The primary objective of the current investigation is focused on designing efficient andcogent controllers both in linear and nonlinear domains capable of exhibiting much-improved performances in load frequency problems by mitigating the frequency deviations arising out
of load perturbations. And this endeavor resulted in the development of four high-performing controllers. In the linear framework, the two controller structures are based on the fractional order calculus. The first breakthrough is a blended form of fractional order integral and
derivative actions with a tilt control in lieu of a conventional proportional action to showcase a new configuration named Fractional order Tilt-Integral-Derivative (FOTID) controller. Thereafter, another hybrid structure is introduced by combining both the fractional as well as
integer order control actions using a master-slave cascaded strategy, called Tilt-Fractional order Integral-Integer order Integral cascaded with the Tilt-Fractional order Derivative-Integer order Derivative (TFOI-I-c-TFOD-D) controller. These innovative ideas further prompted the author to explore a new horizon in the nonlinear control domain inspired by the research articles on Fuzzy PID (FPID) controllers where fuzzy output feeds a conventional PID block. The anatomy of the FPID controller reveals it to be a mixed breed of nonlinear and linear operations. The fuzzy logic block receives the error signal along with its derivative and performs a nonlinear transformation on them. Then, such a mutated error signal excites the linear PID control block. Thus, work is pursued to find other techniques to carry out the nonlinear transformation of error. And the search opened the door to the application of the hyperbolic transcendental functions, particularly sine and tangent versions.

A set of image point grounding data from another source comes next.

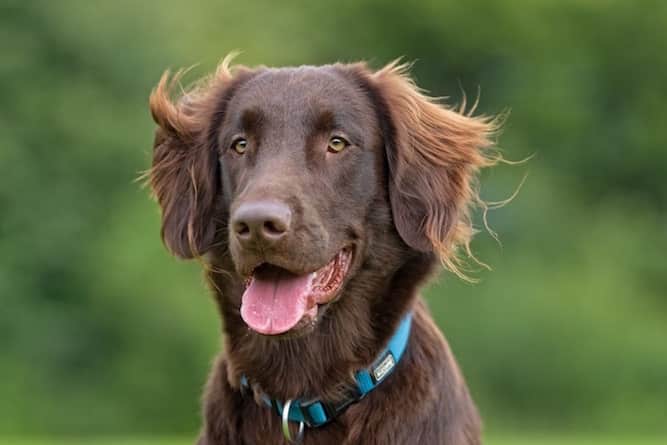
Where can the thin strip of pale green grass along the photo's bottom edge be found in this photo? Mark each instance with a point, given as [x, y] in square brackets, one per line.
[530, 439]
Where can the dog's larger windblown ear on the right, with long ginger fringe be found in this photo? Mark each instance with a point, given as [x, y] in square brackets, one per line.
[434, 154]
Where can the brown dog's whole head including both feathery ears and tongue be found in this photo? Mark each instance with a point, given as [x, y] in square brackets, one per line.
[309, 178]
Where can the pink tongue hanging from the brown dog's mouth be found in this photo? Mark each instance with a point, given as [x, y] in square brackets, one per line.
[275, 300]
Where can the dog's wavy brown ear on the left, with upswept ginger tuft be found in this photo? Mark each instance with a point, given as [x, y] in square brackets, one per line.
[185, 176]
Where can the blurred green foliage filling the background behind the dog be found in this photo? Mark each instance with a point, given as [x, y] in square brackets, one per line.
[101, 331]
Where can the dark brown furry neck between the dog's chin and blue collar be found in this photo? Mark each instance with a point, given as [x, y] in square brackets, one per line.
[322, 363]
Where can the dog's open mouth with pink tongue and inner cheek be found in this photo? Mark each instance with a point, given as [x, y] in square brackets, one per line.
[276, 300]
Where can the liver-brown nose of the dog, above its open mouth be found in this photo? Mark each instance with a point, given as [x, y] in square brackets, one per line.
[261, 222]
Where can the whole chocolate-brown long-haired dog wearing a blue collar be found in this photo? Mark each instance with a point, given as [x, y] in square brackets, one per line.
[319, 200]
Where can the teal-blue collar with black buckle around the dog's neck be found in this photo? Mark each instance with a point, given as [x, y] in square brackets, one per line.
[316, 412]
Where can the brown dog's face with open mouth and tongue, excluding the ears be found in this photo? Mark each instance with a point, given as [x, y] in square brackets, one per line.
[299, 155]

They both are monotonically increasing functions with nonlinear characteristics. Such mandatory requirements are essential to preserve the sense of the original signal. The structure developed employs a sine hyperbolic function to nonlinearly modify the signal using a
weighted sum of the error signal and its derivative. The output then excites a conventional PID block to generate the control action. However, there is a caveat for the sine hyperbolic function to undergo a forced saturation to avoid infinity syndrome. Hence, a modified
version, named a restricted hyperbolic sine PID (re-HSPID) controller, is applied. But for the sake of brevity, it is treated as an HSPID controller throughout the entire text. Another configuration, which is conceptualized, uses a hyperbolic tangent function to realize a
controller having an identical structural composition to that of an FPID controller, with the only exception being that two independent functions perform nonlinear operations both for error signal and its derivative. The summed output of the transformed error signal and its derivative is then fed to the PID block to produce the control action. It is defined as the Tansig (Tangent sigmoid) PID (TSPID) controller because its characteristic symbolizes the letter `S".All these proposed controllers have shown their potential in comparison to their competitors. Further, exhaustive mathematical analyses have been carried out to unravel thebasic concepts embedded in them, which resulted in improved performances compared to their counterparts. The work further added another achievement to its list of contributions by developing a metaheuristic optimization algorithm for tuning the controller gains and associated parameters. And while pursuing the same, the author came across a recently reported Search and Rescue (SAR) algorithm and successfully modified the original version.